The underlying pathogenesis of most cases of GIST is the constitutive activation of c-kit tyrosine kinase, which, independent of its binding to stem cell factor (SCF), will activate cell cycle pathways within the neoplastic cells, favoring proliferation and inhibiting apoptosis. In the majority of the cases (approximately 70%), this phenomenon is due to an in-frame mutation of exon 11 of the c-kit gene (chromosome 4), which encodes the juxtamembrane domain of the c-kit tyrosine kinase. The other possible mutations observed include point mutations in exons 13 and 17 and an in-frame duplication of exon 9. In a subset of cases where mutation in the kit gene cannot be detected, abnormalities in another tyrosine kinase, PDGFR-α, may be seen.

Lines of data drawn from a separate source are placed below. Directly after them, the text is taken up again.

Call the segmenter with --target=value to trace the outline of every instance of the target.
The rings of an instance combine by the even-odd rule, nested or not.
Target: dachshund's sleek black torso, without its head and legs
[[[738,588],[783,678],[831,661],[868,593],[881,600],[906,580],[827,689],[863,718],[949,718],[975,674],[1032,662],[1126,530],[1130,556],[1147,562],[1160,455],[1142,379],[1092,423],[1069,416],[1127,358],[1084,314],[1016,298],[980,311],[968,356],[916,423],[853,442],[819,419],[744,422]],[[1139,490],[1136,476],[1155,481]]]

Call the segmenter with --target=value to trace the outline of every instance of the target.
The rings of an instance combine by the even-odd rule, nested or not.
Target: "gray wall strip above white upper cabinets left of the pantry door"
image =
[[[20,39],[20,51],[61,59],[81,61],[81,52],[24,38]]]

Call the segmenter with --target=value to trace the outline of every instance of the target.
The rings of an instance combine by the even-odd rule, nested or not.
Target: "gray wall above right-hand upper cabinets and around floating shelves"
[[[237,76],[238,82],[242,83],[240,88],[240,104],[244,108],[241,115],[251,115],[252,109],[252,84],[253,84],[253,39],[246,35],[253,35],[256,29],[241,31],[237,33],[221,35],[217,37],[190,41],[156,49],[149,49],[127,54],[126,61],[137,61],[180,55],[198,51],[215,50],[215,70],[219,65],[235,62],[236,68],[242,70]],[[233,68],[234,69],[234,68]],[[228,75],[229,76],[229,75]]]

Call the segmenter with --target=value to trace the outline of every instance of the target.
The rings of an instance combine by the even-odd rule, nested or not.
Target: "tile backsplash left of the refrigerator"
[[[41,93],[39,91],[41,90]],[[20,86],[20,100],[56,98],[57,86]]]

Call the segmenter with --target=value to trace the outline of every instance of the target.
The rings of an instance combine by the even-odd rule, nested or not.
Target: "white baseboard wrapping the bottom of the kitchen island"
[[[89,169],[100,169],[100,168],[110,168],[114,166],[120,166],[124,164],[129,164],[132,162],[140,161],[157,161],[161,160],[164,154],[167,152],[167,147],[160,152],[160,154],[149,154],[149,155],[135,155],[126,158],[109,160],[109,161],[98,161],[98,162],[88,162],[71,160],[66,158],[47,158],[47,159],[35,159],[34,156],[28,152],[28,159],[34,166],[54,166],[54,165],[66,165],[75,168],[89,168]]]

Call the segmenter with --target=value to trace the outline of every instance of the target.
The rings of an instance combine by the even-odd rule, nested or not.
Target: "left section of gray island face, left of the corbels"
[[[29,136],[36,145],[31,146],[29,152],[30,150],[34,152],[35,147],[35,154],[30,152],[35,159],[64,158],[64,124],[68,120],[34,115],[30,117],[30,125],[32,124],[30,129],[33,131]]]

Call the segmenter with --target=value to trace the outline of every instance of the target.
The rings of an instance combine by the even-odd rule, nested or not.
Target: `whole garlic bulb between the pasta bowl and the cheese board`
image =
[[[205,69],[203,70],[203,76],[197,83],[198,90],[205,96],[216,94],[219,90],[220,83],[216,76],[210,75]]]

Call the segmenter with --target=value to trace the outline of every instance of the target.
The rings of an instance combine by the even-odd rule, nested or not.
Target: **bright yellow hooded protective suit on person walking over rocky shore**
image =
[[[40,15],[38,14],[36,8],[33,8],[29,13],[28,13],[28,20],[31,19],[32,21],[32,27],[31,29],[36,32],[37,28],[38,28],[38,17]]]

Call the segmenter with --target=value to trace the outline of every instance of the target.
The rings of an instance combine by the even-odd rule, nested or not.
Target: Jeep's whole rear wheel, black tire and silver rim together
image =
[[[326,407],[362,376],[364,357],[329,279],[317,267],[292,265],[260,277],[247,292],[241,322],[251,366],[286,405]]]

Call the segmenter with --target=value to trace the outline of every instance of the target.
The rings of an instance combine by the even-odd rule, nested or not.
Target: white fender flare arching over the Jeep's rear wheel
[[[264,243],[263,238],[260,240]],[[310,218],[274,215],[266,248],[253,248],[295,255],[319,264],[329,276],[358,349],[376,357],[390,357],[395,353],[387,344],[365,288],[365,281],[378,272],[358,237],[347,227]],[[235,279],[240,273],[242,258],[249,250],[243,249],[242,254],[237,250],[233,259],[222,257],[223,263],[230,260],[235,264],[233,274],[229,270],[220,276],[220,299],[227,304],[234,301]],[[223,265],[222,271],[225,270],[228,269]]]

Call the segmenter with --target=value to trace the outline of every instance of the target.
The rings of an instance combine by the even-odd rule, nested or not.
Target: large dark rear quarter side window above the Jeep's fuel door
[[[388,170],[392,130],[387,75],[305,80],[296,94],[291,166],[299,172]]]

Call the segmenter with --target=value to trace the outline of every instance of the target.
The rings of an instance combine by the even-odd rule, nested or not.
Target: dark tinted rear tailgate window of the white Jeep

The main differential diagnosis of GIST includes desmoid fibromatosis, schwannoma, and leiomyosarcoma. Although morphologic differences between these entities exist, immunoperoxidase stains can easily confirm the diagnosis (see Table 23.2 ). The spindle cell fascicles forming desmoid tumors are longer that in GIST and the cells are more flattened, whereas the cells composing schwannomas show a more tapered cytomorphology, are usually arranged in Antoni A and Antoni B areas, and are accompanied by thick-walled, hyalinized blood vessels. In addition, schwannomas are strongly and diffusely positive for S-100 protein. In contrast to GIST, leiomyosarcomas are composed of long fascicles of spindle cells, showing plumper cells usually with more cytologic pleomorphism. Leiomyosarcomas are usually positive for desmin and SMA, and a subset also expresses h-caldesmon. Desmoid fibromatosis is composed of long fascicles of spindled cells, which show elongated nuclei with tapered ends. CD34, once believed to be specific for GIST, can be expressed in a variety of tumors. Desmin is positive in smooth muscle neoplasms and might be focally expressed in myofibroblastic neoplasms, such as desmoid fibromatosis. However, none of these tumors will express c-kit. A small subset of leiomyosarcomas (fewer than 5%) and no cases of desmoid fibromatosis or schwannoma to date have demonstrated positivity for DOG-1.
Treatment and Prognosis
In the currently accepted consensus, the prognosis of GIST is based on the combination of two pathologic parameters: mass size and number of mitoses ( Table 23.3 ). Based on these parameters, the patient can be grouped into one of four possible clinical outcome categories: very low, low, intermediate, and high risk. This system was designed because it was appreciated that tumors that in the past were classified as “benign,” based on macroscopic (i.e., small sizes) and cytomorphologic appearance, were still capable of giving rise to metastatic disease and, eventually, leading to the patient’s death.